Recall the formula for the radius $\rho$ of the inscribed circle in a triangle of sides $a$, $b$, $c$ in the spherical geometry (sphere of radius $R$)

$$\tan\frac{\rho}{R}= \sqrt{\frac{\sin\frac{s-a}{R}\cdot \sin\frac{s-b}{R}\cdot\sin\frac{s-c}{R}}{\sin\frac{s}{R} } }$$ (see Todhunter --Spherical Trigonometry)

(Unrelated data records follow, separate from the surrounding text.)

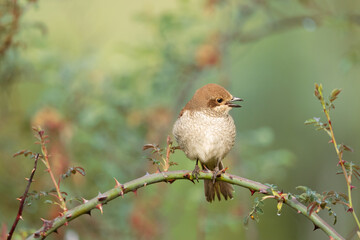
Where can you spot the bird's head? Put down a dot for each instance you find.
(213, 99)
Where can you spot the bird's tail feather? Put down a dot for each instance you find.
(218, 188)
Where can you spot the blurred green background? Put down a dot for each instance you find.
(106, 77)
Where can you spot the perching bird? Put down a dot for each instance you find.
(206, 132)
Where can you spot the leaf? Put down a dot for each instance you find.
(149, 146)
(22, 152)
(48, 202)
(259, 210)
(310, 121)
(318, 91)
(334, 94)
(80, 170)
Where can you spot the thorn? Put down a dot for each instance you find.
(263, 191)
(341, 162)
(37, 235)
(121, 193)
(101, 197)
(316, 227)
(252, 191)
(117, 184)
(99, 206)
(27, 179)
(189, 177)
(170, 181)
(47, 224)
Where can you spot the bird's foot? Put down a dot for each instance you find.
(196, 172)
(216, 173)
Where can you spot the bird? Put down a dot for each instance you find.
(206, 132)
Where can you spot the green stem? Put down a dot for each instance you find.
(347, 176)
(119, 190)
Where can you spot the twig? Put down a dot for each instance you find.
(121, 189)
(338, 153)
(22, 200)
(43, 140)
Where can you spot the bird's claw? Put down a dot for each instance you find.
(196, 172)
(215, 174)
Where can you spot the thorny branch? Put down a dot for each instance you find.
(50, 226)
(22, 199)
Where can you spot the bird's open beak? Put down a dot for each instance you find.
(234, 99)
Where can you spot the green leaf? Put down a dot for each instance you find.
(334, 94)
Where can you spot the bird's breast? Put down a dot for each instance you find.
(205, 137)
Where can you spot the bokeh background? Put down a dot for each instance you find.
(106, 77)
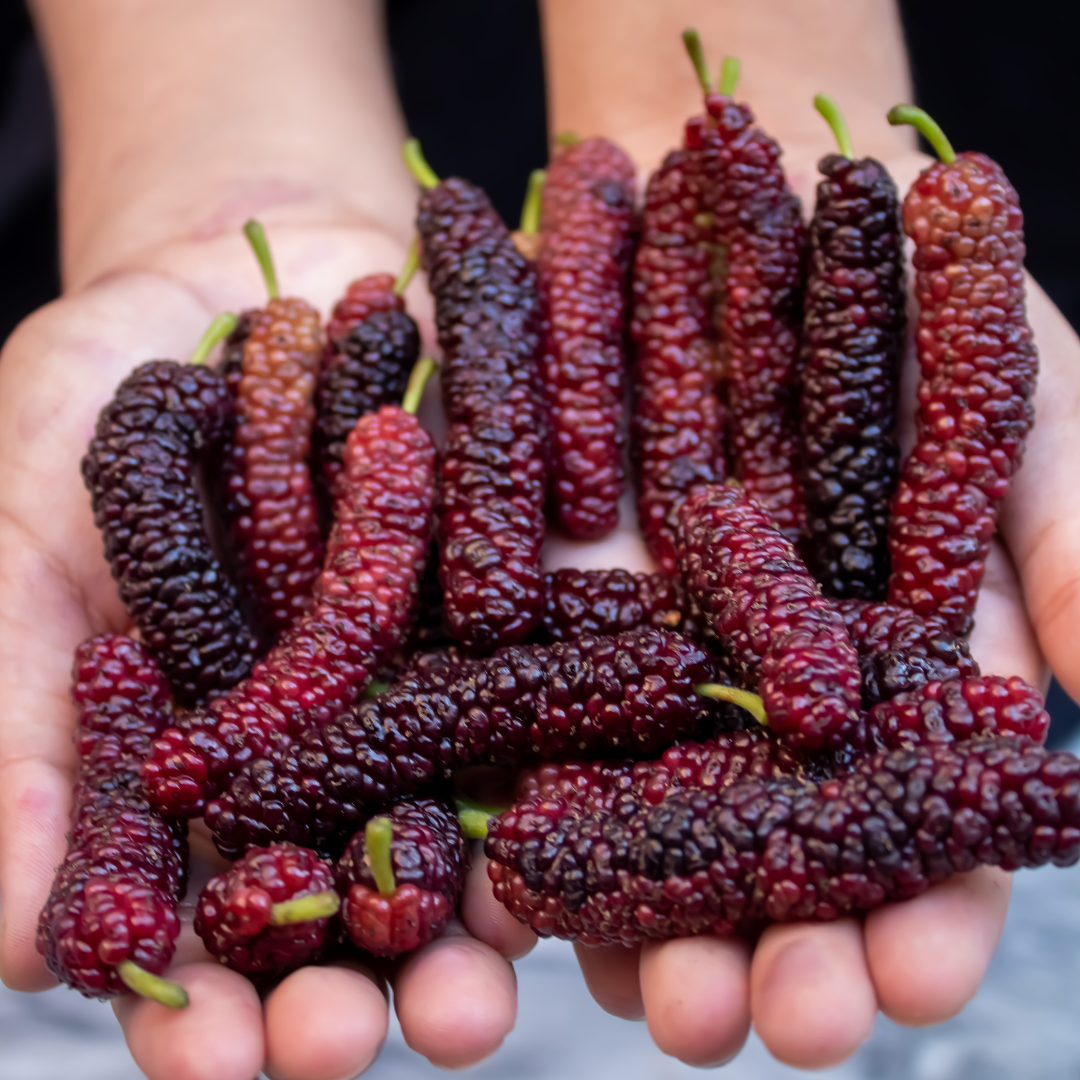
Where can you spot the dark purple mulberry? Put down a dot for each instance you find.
(140, 469)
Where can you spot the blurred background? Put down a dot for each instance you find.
(998, 77)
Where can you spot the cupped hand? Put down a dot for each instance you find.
(456, 999)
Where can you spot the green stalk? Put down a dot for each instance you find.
(743, 699)
(378, 833)
(927, 127)
(474, 817)
(164, 991)
(218, 331)
(409, 269)
(314, 905)
(423, 174)
(692, 41)
(729, 75)
(530, 208)
(834, 118)
(417, 380)
(257, 238)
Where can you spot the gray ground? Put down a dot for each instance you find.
(1022, 1026)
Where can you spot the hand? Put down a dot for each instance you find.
(812, 990)
(456, 999)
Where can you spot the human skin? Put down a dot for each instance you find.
(177, 122)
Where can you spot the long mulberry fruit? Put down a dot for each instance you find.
(852, 339)
(493, 471)
(271, 503)
(110, 921)
(402, 875)
(585, 220)
(140, 472)
(780, 634)
(363, 598)
(633, 693)
(772, 850)
(979, 367)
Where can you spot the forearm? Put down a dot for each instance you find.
(618, 68)
(179, 120)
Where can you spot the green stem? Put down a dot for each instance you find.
(218, 331)
(314, 905)
(474, 817)
(530, 208)
(164, 991)
(257, 238)
(743, 699)
(417, 165)
(729, 75)
(378, 834)
(417, 380)
(927, 127)
(834, 118)
(692, 41)
(409, 269)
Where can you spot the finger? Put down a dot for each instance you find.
(927, 956)
(486, 919)
(217, 1037)
(34, 799)
(811, 993)
(324, 1024)
(456, 1000)
(697, 997)
(1040, 518)
(611, 975)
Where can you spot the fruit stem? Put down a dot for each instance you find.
(530, 208)
(729, 75)
(743, 699)
(314, 905)
(163, 990)
(474, 817)
(257, 238)
(417, 380)
(218, 331)
(828, 108)
(409, 269)
(927, 127)
(423, 174)
(378, 833)
(692, 41)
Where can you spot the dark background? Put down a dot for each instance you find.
(998, 77)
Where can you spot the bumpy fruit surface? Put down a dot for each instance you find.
(761, 850)
(233, 917)
(140, 472)
(780, 635)
(271, 501)
(370, 348)
(363, 598)
(757, 221)
(852, 340)
(493, 470)
(632, 693)
(585, 218)
(979, 367)
(115, 894)
(429, 859)
(676, 428)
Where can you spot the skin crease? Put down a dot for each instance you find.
(151, 251)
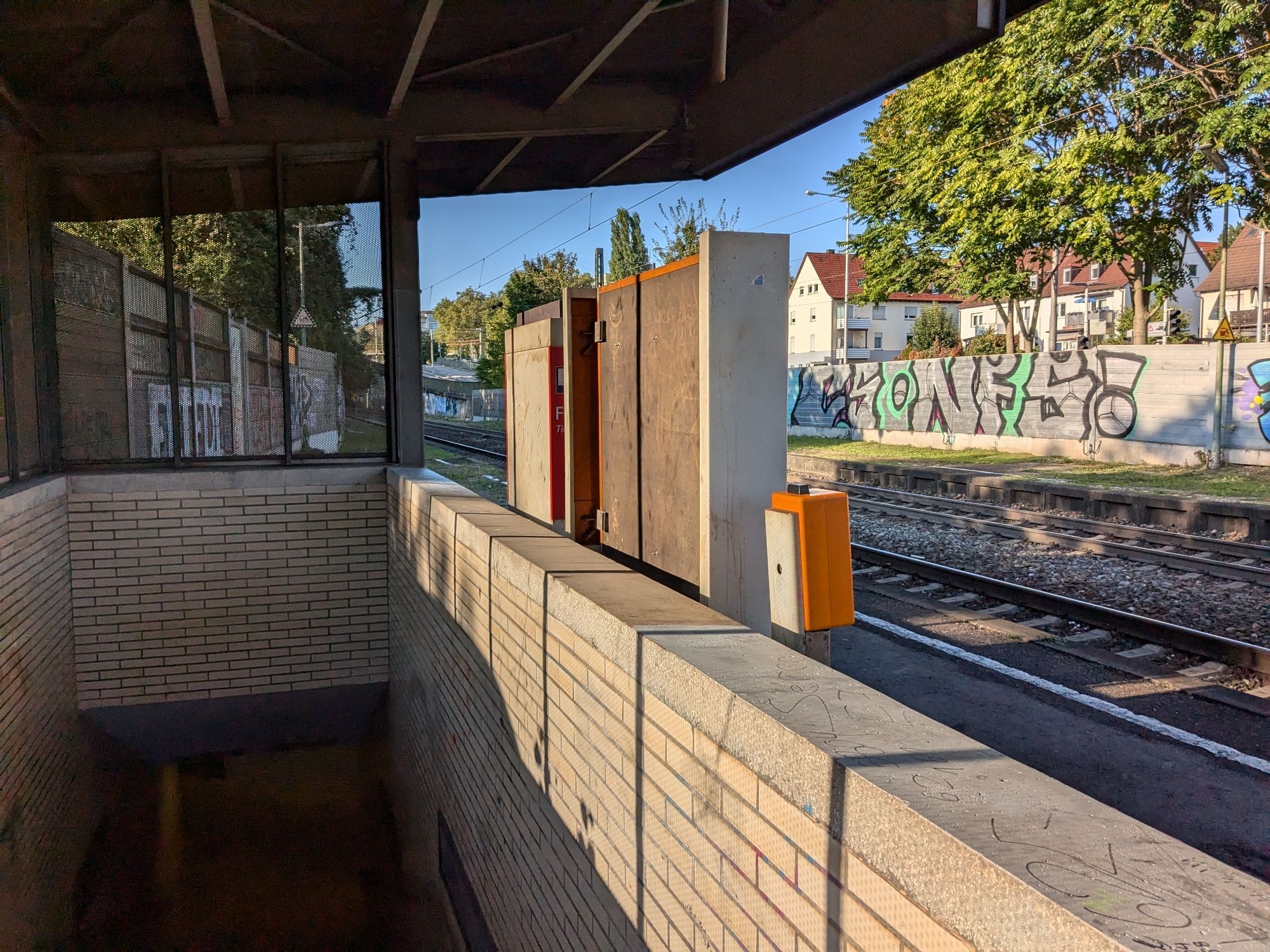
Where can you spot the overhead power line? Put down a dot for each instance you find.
(592, 227)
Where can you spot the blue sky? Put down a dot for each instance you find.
(462, 239)
(458, 232)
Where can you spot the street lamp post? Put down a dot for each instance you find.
(304, 328)
(300, 227)
(846, 267)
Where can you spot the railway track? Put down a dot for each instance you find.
(959, 588)
(468, 439)
(1222, 559)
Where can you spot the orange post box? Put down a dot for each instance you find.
(825, 554)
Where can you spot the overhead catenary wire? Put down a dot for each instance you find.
(1014, 136)
(524, 234)
(592, 227)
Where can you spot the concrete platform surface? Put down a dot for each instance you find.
(1212, 804)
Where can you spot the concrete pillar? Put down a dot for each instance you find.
(402, 318)
(742, 366)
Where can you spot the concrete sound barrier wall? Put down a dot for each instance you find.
(1117, 404)
(585, 760)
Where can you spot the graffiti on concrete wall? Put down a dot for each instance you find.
(445, 404)
(1067, 395)
(1253, 395)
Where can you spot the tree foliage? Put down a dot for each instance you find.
(986, 344)
(934, 328)
(232, 260)
(1092, 127)
(685, 221)
(628, 250)
(538, 281)
(463, 319)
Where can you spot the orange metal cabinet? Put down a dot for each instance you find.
(825, 551)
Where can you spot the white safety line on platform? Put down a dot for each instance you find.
(1098, 704)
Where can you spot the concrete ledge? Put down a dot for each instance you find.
(171, 729)
(996, 852)
(1248, 520)
(25, 497)
(195, 479)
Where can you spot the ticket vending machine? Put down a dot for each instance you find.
(552, 414)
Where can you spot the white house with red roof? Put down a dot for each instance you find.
(1090, 297)
(1247, 267)
(825, 328)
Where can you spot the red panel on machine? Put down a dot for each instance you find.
(557, 363)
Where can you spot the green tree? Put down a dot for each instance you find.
(231, 259)
(1131, 141)
(942, 210)
(934, 326)
(628, 251)
(685, 221)
(986, 344)
(462, 320)
(538, 281)
(1122, 333)
(1230, 232)
(1078, 131)
(1217, 57)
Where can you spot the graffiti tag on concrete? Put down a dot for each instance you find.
(1073, 395)
(1254, 396)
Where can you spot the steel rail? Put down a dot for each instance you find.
(464, 447)
(1005, 521)
(1178, 636)
(1236, 550)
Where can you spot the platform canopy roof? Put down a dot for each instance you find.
(500, 97)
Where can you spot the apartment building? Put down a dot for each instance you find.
(1090, 297)
(1247, 269)
(826, 328)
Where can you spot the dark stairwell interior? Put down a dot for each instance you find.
(291, 848)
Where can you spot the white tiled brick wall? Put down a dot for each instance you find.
(46, 813)
(561, 777)
(204, 584)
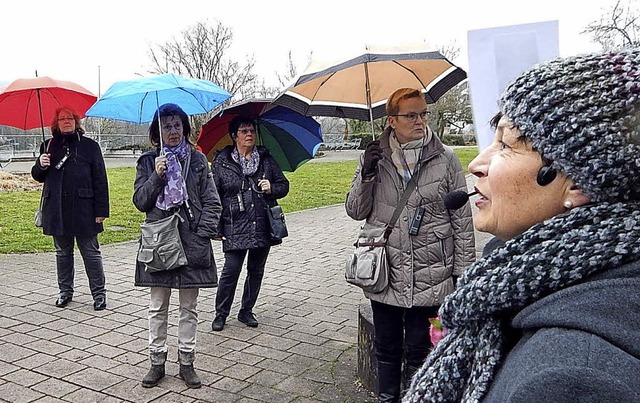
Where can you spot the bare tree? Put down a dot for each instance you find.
(618, 27)
(454, 107)
(202, 52)
(283, 79)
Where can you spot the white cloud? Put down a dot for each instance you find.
(69, 39)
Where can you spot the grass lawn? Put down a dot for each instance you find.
(312, 185)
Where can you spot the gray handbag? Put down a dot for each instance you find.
(368, 266)
(160, 244)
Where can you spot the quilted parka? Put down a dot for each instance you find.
(244, 223)
(196, 234)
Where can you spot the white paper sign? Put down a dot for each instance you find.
(496, 57)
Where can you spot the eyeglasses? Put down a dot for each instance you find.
(412, 117)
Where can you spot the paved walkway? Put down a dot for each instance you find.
(303, 351)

To get the radius of the inscribed circle in the hyperbolic geometry ( curvature $= R^2 =-1$), put $R=i$ in the above formula. We get

$$\tanh \rho = \sqrt{\frac{\sinh(s-a)\cdot\sinh(s-b)\cdot\sinh(s-c)}{\sinh s}}$$

Now, the function $t \mapsto \log \sinh t$ is concave on $(0, \infty)$. Therefore, the right hand side in the above equality is $\le \sqrt{\frac{\sinh^3(\frac{s}{3})}{\sinh s}}$. This is a strictly increasing function of $s$ on $(0, \infty)$ with limit $\frac{1}{2}$ at infinity. Therefore we have $$\rho \le \tanh^{-1} \frac{1}{2}= \frac{1}{2}\log 3$$

We do have equality for the ideal triangles (sides $=\infty$).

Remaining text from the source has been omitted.